Summary: For Fund 2 we switched to a subscription model for LPs. Read more about the thinking here but the upshot is that LPs now commit to a fixed quarterly amount that is allocated into a new fund structure every 12 months. The response to this has been fantastic bringing in a wide array of entrepreneurs into our LP/mentor network.

No major change in strategy from Fund 1 to Fund 2 except that our average check size has been creeping up and is at about $200k for this fund. This is purely a function of more slightly later stage companies coming into our pipeline looking for a bit more capital.

Investing Team + The Future of Calm Company Fund

Currently Tyler Tringas is sole General Partner with investing authority. But the medium-term plan is to expand the investing team and unlock the bottleneck of a solo GP, to back more entrepreneurs per year.

With Fund III we intend to begin a series of small experiments, where Tyler still retains final investment decisions, but “super-charged scouts” (yes we need a better name) bring fully vetted investment opportunities as an on-ramp to GP status in future funds. We have a solid, albeit somewhat informal, pipeline of interest, that we intend to formalize in the near future.

Tyler will continue to personally deploy the vast majority of Fund III, and retain final investing decisions over the entire fund deployment, while gradually layering in small experiments with potential future GPs. Learn more.

The company legal name has been changed to Calm Company Fund LLC, and our rebrand launched on June 22nd, 2021.

Disclaimer: this is an illustrative example to demonstrate the Class CF economic share of carried interest, returns are not guaranteed.

This Investment Offering

This offering is for what is commonly known as "GP equity." Rather than investing in just one of our funds, investors in this Reg CF campaign will have ownership in the upside across all our current and future funds. The "upside" of a fund is known as carried interest or carry where the owners (or GPs) of a fund keep 20% of the profits from a fund once investors get their initial capital back. Currently this GP equity has 20% going to the Calm Company Fund team and our earliest investors (see carry-sharing program above) and the remaining 80% is owned by the Tyler Tringas, the founder and General Partner. This offering will be for a 10% share of that equity in the Calm Company Fund management company.

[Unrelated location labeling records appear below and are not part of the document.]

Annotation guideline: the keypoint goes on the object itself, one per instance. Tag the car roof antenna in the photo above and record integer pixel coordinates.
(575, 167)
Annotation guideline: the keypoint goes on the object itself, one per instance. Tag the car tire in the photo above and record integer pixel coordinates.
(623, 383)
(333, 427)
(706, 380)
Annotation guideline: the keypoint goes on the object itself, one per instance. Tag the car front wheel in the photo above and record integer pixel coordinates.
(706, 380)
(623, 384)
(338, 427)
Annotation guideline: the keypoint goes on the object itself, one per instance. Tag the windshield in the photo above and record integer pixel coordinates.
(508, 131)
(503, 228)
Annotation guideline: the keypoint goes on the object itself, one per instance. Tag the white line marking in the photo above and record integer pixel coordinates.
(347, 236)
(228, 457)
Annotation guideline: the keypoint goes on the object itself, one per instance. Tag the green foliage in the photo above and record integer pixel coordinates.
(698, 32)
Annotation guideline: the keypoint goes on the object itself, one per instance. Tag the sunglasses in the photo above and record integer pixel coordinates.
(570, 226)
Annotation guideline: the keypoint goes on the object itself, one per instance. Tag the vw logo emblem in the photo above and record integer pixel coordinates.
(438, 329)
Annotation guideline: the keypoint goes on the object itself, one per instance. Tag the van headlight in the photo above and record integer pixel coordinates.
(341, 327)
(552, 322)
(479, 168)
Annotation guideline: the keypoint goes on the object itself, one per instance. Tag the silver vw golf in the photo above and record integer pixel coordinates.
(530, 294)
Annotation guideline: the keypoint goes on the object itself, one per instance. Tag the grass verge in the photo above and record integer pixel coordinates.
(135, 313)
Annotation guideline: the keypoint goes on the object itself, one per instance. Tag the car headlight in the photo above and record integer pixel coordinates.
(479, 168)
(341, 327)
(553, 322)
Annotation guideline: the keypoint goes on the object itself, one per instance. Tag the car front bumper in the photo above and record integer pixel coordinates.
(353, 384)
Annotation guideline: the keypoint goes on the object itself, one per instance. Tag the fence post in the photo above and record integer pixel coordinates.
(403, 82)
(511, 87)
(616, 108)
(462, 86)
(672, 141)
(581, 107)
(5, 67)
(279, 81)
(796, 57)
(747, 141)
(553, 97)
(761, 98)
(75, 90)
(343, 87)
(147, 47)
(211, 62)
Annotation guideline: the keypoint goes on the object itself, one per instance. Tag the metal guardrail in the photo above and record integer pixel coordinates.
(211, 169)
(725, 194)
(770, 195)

To be clear, this investment is in the Calm Company Fund LLC management company for a long-term interest in carry, NOT an investment in our upcoming Fund III. Accredited investors who are looking to invest in our funds should sign up here.

- 10% of carried interest on all current and future Calm Company Fund-managed funds via Class CF units in Calm Company Fund LLC, which is the General Partner (GP) entity managing all "Calm Funds."

- $20m post-money valuation with a $2m maximum raise size. If we exceed $2m raise, then the percentage of carried interest will adjust accordingly at the close of the campaign.